Harold C. "Pogo" Williams, 42, had been charged with five misdemeanor counts of animal abuse in a case that outraged local residents who had lobbied for protected status for horses at the Ozark National Scenic Riverways.

Wisconsin protects wetlands after ruling

CHICAGO — Wisconsin yesterday became the first state to protect wetlands after the U.S. Supreme Court earlier this year relinquished federal control over the isolated areas that provide habitat for migrating birds, officials said.
Gov. Scott McCallum signed into law a bill that gives the Wisconsin Department of Natural Resources comprehensive regulatory authority over intrastate wetlands.
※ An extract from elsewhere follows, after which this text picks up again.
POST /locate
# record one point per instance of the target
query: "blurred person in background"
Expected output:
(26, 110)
Man stabs children at Alaska school

ANCHORAGE, Alaska — A man who rambled and said "stuff that made no sense" stabbed four boys at an elementary school yesterday before he was subdued by police.
The attack happened shortly before classes were to begin at Mountain View Elementary School. The boys were stabbed in the neck, a police spokesman said. The victims were hospitalized in serious condition.
A suspect, identified as Jason Pritchard, 33, was charged with four counts of first-degree attempted murder and four counts of first-degree assault. He was being held on $2 million bail.